Lexa apenas acenou concordando, mas sabia que a jovem estava mentindo. Se perguntou o motivo, observou atentamente a moça, procurando sinais de que estivesse aos beijos com algum príncipe ou princesa idiota. Mas não encontrou nada. Seu batom estava intacto, seu cabelo estava intacto, sua roupa, sua maquiagem. Não tinha nada nela que desse a entender que estava com alguém, pelo menos não romanticamente.

A comandante sabia que levaria tempo para conseguir conquistar a confiança da jovem monarca, mas ficou extremamente curiosa. Por que Clarke sumiria no meio de um baile? Para onde iria que não queria ser encontrada?

Esperou pacientemente a hora que todos foram dormir. Ajudou Clarke chegar ao quarto e a se livrar do espesso vestido. A deixou sozinha para que terminasse de se vestir e então entrou novamente para saber se ela precisava de mais alguma coisa.

— Não preciso de mais nada, obrigada Lexa, você foi ótima hoje — falou piscando lentamente, parecia realmente com sono.

A morena deu um aceno.

— Boa noite Clarke.

— Boa noite Lexa!

Acontece que em seu quarto na área dos empregados, Lexa não conseguia dormir, virou para todos os lados. Ficou pensando por que a loira havia sumido.

No meio da madrugada se levantou devagar e cuidadosamente seguiu até o quarto da princesa. Precisava saber o motivo, se fosse algo bobo como se encontrar com alguém ela poderia dormir em paz, mas e se fosse algo importante?

Tirou o grampo do bolso e destravou a porta do quarto de Clarke. Abriu com o maior cuidado de todos. Dentro dos aposentos dela, uma luz fraca tremia no abajur. Encostou a porta e se aproximou da cama sem fazer um único barulho se quer.

Clarke dormia tranquilamente, com seus lençóis de seda e travesseiros de plumas.
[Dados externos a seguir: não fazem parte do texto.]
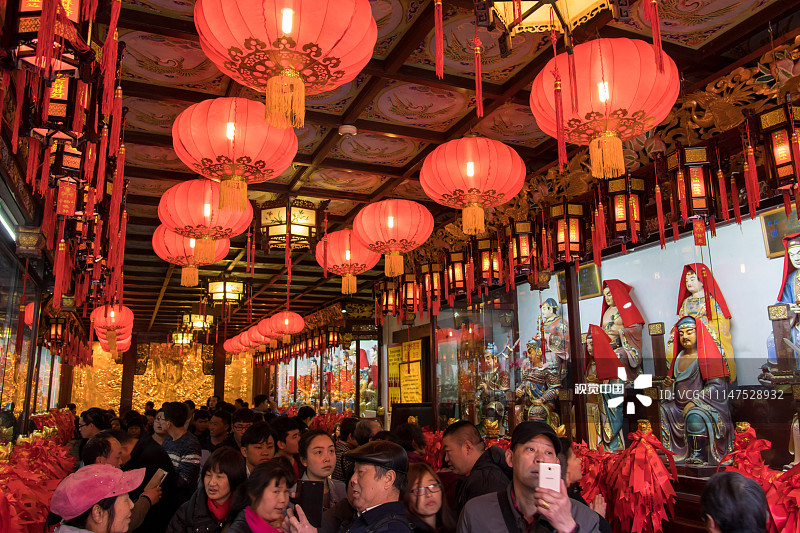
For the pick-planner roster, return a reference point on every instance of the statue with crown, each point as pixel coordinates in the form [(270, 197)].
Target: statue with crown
[(495, 381)]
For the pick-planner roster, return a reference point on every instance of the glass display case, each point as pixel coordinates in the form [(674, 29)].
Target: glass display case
[(477, 353)]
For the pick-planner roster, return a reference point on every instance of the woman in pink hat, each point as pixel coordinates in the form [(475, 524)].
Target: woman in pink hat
[(95, 499)]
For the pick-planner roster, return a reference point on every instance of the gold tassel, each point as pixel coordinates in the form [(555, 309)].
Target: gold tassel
[(233, 194), (394, 264), (348, 284), (204, 248), (605, 153), (189, 276), (472, 219), (286, 100), (111, 338)]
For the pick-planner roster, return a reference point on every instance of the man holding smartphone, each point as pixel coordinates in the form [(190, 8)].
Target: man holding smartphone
[(526, 506)]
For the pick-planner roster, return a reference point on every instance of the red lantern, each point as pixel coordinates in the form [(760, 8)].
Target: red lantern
[(191, 209), (620, 94), (393, 227), (287, 323), (472, 174), (346, 257), (265, 329), (179, 250), (287, 48), (227, 140)]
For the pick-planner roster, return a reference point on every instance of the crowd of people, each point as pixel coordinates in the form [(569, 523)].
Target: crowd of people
[(231, 468)]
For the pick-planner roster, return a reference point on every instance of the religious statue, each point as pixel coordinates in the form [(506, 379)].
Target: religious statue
[(491, 394), (539, 384), (556, 336), (696, 424), (700, 297)]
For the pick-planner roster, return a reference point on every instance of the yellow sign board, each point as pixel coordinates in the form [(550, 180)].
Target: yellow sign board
[(411, 382)]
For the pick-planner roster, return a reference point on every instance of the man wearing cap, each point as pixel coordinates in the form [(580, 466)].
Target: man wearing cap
[(523, 506), (378, 480)]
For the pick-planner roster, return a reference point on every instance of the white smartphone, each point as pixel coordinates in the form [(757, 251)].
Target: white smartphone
[(550, 476)]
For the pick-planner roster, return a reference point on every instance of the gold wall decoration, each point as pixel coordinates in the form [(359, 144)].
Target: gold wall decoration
[(172, 375), (98, 385), (239, 378)]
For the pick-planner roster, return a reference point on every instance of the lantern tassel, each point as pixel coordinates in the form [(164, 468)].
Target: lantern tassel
[(286, 100), (33, 161), (189, 276), (660, 212), (737, 211), (473, 219), (723, 195), (204, 248), (233, 194), (20, 95), (438, 25), (476, 43), (651, 16), (751, 181), (605, 154), (394, 264), (682, 197), (348, 284)]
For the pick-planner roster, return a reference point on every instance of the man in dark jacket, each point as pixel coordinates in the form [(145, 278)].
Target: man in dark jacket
[(378, 480), (484, 471), (523, 506), (146, 453)]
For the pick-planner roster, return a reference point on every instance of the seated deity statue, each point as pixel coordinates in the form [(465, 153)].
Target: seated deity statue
[(696, 423)]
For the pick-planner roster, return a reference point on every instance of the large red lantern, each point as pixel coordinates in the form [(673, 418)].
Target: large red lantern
[(227, 140), (287, 323), (472, 174), (287, 48), (393, 227), (191, 209), (179, 250), (346, 257), (620, 91)]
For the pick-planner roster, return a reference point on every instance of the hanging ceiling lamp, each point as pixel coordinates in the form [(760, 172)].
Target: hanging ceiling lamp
[(620, 94), (287, 323), (344, 255), (179, 250), (191, 209), (287, 49), (393, 227), (472, 174), (227, 140)]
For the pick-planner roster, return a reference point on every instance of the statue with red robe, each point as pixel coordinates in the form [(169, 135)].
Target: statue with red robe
[(696, 423)]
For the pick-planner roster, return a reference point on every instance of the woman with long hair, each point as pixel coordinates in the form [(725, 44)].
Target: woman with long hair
[(211, 509), (94, 499), (424, 499)]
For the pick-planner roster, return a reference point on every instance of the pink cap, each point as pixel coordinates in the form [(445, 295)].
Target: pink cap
[(79, 491)]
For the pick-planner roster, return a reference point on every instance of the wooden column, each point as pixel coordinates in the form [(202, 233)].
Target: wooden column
[(219, 371), (65, 385), (578, 362), (128, 371)]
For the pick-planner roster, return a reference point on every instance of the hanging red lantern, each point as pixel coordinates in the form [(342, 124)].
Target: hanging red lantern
[(287, 323), (191, 209), (621, 93), (344, 255), (265, 329), (287, 49), (227, 140), (179, 250), (393, 227), (472, 174)]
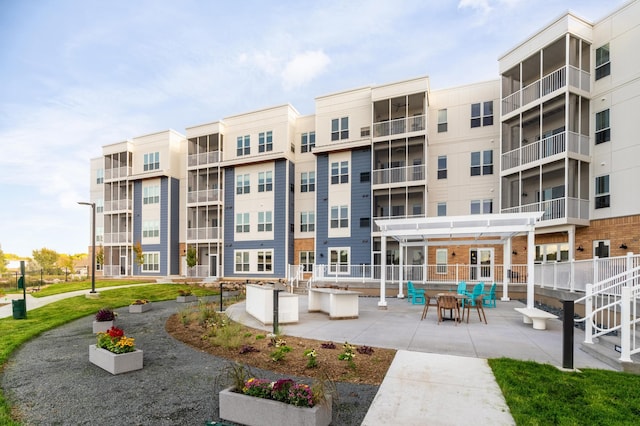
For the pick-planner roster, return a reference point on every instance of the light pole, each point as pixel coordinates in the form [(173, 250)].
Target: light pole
[(93, 243)]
Lexa respirou devagar e inclinou o rosto próximo ao ouvido da princesa.

“Eu comando que me conte onde foi escondida ontem”, sussurrou de maneira calma e clara.

Se afastou e sorriu sozinha, sabia que amanhã quando encontrasse a loira seria a primeira coisa que ela faria. Falaria sem parar. Voltou para o quarto completamente relaxada. Se deitou de barriga para cima e fitou o teto.

— Me desculpe alteza, mas não dá para esperar você criar confiança em mim. Amanhã você cantara mais que um passarinho.